Risiko Fragmentasi Pembayaran Lintas Batas
Peluncuran CBDC yang cepat tetapi tidak merata di seluruh dunia adalah pedang bermata dua bagi bank dan sistem keuangan global. Salah satu kekhawatiran utama adalah fragmentasi pembayaran lintas batas. Jika setiap negara membangun sistem mata uang digitalnya sendiri, kita bisa berakhir dengan jaringan terisolasi yang tidak saling terhubung. Atlantic Council memperingatkan bahwa ada risiko bahwa mata uang digital dapat “menciptakan fragmentasi lebih lanjut dari sistem keuangan, memperdalam kesenjangan digital, dan menciptakan risiko sistemik”.
Jalan ke Depan
Jalan ke depan terletak pada memikirkan kembali arsitektur dan kolaborasi. Alih-alih setiap CBDC menjadi proyek terisolasi, kita perlu model interoperable yang memanfaatkan pendekatan berlapis — menggabungkan kepercayaan uang bank sentral dengan inovasi teknologi sektor swasta. Dalam praktiknya, ini berarti membangun jaringan L2 yang berada di atas CBDC individu untuk menghubungkannya, memungkinkan aliran nilai yang mulus di seluruh batas dan platform.

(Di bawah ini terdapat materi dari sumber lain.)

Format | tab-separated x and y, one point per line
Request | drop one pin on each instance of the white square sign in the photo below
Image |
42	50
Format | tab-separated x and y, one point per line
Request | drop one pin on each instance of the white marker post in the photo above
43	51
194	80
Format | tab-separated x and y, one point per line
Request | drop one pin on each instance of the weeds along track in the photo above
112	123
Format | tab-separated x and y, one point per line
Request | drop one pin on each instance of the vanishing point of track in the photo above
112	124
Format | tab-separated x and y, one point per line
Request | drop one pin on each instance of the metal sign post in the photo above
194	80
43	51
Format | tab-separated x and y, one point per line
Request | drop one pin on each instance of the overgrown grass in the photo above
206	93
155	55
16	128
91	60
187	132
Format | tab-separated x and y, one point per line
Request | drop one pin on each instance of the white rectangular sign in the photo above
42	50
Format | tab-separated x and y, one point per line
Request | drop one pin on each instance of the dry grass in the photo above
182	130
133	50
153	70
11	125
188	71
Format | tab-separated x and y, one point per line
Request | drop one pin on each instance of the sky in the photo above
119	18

Sistem CBDC masa depan yang sukses harus dapat diprogram, interoperable, dan patuh secara desain. Membangun modul L2 yang interoperable yang menghubungkan buku besar CBDC nasional melalui jaringan netral yang dibagikan akan membangun jembatan sehingga pembayaran dapat terjadi dalam hitungan detik dengan konversi mata uang otomatis dan pengiriman pesan.

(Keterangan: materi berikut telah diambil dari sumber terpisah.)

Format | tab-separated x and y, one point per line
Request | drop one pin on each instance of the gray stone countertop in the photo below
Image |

Tahap berikutnya adalah memastikan kita dapat menyematkan kontrak pintar ke dalam uang. Kemampuan pemrograman ini berarti logika bisnis dapat dieksekusi dengan pembayaran. Akhirnya, kepatuhan perlu dipertimbangkan sebagai bagian dari proses. Pembuat kebijakan akan dengan tepat bersikeras bahwa jaringan CBDC masa depan mana pun mematuhi aturan AML, KYC, dan kontrol modal.
Kesimpulan
Fase berikutnya dari perjalanan CBDC memerlukan kolaborasi antara bank sentral, bank komersial, dan inovator teknologi untuk membangun jaringan penyelesaian global yang terintegrasi. Tidak ada entitas tunggal yang dapat secara sepihak menetapkan standar; ini akan memerlukan koalisi, mirip dengan bagaimana standar pembayaran internasional dikembangkan.

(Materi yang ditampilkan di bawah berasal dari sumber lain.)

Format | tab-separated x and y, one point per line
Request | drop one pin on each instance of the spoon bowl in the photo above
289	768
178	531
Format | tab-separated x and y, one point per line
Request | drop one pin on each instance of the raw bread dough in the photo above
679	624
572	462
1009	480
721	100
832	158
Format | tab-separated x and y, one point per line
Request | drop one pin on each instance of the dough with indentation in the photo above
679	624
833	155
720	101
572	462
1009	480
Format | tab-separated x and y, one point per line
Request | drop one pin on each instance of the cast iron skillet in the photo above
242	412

Berita baiknya adalah bahwa kerjasama semacam itu mulai terjadi: proyek BIS Innovation Hub, diskusi IMF, dan bahkan konsorsium sektor swasta sedang berkumpul pada ide interoperabilitas. Tantangannya adalah bergerak dari pilot ke produksi — dan melakukannya dengan cara yang memberikan manfaat nyata bagi bank dan pengguna akhir, bukan hanya bank sentral.
Dunia tidak membutuhkan mata uang digital terisolasi lainnya — ia membutuhkan jaringan penyelesaian digital yang interoperable, aman, dan dapat diskalakan yang mengikat semua eksperimen ini menjadi satu kesatuan yang koheren. Kegagalan dan awal yang lambat dari CBDC awal telah mengajarkan kita satu hal: arsitektur teknologi visioner itu penting. Kita tidak bisa mencapai revolusi uang digital yang sebenarnya dengan satu negara pada satu waktu, bekerja secara terpisah. Kita perlu solusi yang saling terhubung yang berani dalam desain namun praktis dalam penerapan.